Une situation qui avait contraint certaines entreprises à mettre à pied du personnel. C’était notamment le cas chez Indemnipro. « Nous avons mis à pied quelques experts. Ils étaient moins de dix sur un total de 145, a-t-il expliqué. Nous avons demandé à nos experts ce qu’ils souhaitaient faire. Certains experts seniors avaient le choix entre plusieurs alternatives, dont travailler deux ou trois jours par semaine ou encore prendre une préretraite. Certains jeunes pouvaient opter pour une diminution salariale. »

Crawford a, elle aussi, eu recours à des mises à pied. George Kehagias n’a toutefois pas été en mesure d’estimer leur nombre. Chez Cunningham Lindsey, seul un très faible pourcentage d’employés a été mis à pied, a indiqué Jean-Marc Laurin.

Selon les experts en sinistre indépendants interrogés, les mises à pied n’ont pas uniquement touché des jeunes. Le vice-président principal et chef de l’exploitation au Québec d’Indemnipro précise d’ailleurs que son entreprise a tout fait pour conserver sa relève. Une main d’oeuvre qu’elle cherche à attirer.

Robert Rochon, lui, n’est pas de cet avis. Il soutient que les jeunes sont les premiers touchés. Aux yeux d’Élaine Savard, ces mesures sont inquiétantes. Elle déplore le fait que certains professionnels mis à pied ne reviennent pas travailler dans l’industrie. Quant à M. Rochon, il estime que les mises à pied nuisent à l’expertise au sein de l’industrie. Et donc, sa survie.

La spécialisation : un atout

Les experts en sinistre spécialisés sont prisés. C’est ce que remarque Jean-Marc Laurin de Cunningham Lindsey. Ainsi de nombreux professionnels se spécialisent dans les grands centres de Montréal, Québec et Toronto.

« Ils choisissent des spécialisations telles que transport et cargo, erreurs et omissions, responsabilité professionnelle, responsabilité municipale, pollution, responsabilité de marina, bateau, blessures corporelles, énumère Sylvie Dorion, directrice régionale de Cunningham Lindsay, responsable des succursales de Montréal et Rive-Sud. Le fait de travailler dans un grand centre permet la spécialisation car nous pouvons développer un volume d’affaire pour ces experts. »

À l’inverse, en région, il est plus difficile de se spécialiser. Les experts doivent être très polyvalents et traiter tout genre de dossier, poursuit-elle.

Que l’on soit spécialisé ou non, l’expertise en sinistre offre des perspectives de carrière intéressantes. Richard Verreault, d’Indemnipro, soutient que le besoin d’assurance pourrait s’amplifier au fil des temps. « Ils se vend plus de police d’assurance qu’avant. Cela représente un véritable potentiel pour la relève », dit-il.

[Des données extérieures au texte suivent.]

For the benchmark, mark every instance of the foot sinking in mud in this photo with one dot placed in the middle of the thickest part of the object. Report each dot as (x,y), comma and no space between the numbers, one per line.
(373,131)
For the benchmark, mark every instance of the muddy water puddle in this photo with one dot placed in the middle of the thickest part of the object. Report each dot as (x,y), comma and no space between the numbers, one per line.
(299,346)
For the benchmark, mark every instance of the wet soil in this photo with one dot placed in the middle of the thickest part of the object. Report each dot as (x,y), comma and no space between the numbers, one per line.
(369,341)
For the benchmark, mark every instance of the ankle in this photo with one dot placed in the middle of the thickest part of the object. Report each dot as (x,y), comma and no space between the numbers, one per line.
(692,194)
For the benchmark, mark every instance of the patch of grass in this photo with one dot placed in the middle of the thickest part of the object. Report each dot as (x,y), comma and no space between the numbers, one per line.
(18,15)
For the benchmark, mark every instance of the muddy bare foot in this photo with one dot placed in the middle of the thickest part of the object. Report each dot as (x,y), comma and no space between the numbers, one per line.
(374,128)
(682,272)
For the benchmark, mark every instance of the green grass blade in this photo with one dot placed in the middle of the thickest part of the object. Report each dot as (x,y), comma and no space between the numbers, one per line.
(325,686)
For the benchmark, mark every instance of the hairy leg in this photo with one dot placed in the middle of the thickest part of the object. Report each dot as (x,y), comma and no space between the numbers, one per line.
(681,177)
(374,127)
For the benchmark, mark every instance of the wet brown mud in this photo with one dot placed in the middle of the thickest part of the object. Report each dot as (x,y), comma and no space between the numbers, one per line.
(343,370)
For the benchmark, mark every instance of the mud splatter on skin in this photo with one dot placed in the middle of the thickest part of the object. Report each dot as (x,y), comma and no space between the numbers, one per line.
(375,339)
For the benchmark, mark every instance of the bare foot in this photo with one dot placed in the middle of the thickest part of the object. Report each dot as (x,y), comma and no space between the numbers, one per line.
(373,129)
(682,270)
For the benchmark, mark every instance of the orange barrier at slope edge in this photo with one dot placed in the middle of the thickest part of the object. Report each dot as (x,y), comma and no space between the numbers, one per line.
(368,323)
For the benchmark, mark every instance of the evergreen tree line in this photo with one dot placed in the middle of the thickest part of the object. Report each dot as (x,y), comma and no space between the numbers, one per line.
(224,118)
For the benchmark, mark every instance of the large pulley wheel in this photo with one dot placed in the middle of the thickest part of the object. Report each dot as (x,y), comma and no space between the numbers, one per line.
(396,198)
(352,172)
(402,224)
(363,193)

Or, force est de constater que celle-ci se fait attendre. Plusieurs facteurs semblent nuire à son émergence dans l’industrie. Selon M. Verreault, le métier d’expert en sinistre reste mal connu. Et ce, malgré les efforts fournis par le Regroupement des cabinets de courtage d’assurance du Québec (RCCAQ) et par la Coalition pour la promotion des professions en assurance de dommages, continue-t-il. Un point de vue que partage Elaine Savard, de l’Association des experts en sinistre indépendants du Québec.

Richard Verreault d’Indemnipro observe aussi que de nombreux jeunes professionnels préfèrent s’orienter vers le courtage que vers l’expertise en sinistre. La profession pâtirait-elle d’une mauvaise réputation? Il répond par la négative. Il croit, au contraire, qu’elle a une bonne image. Quant à Mme Savard, elle a le sentiment que les jeunes font d’autres choix de vie. Certains ne souhaitent peut-être pas travailler après 17 heures, dit-elle.

Selon M. Verreault, la génération Y possède des qualités certaines. Ce sont des jeunes dynamiques et motivés qui ont le goût d’apprendre. De plus, ils sont bien formés, a-t-il poursuivi.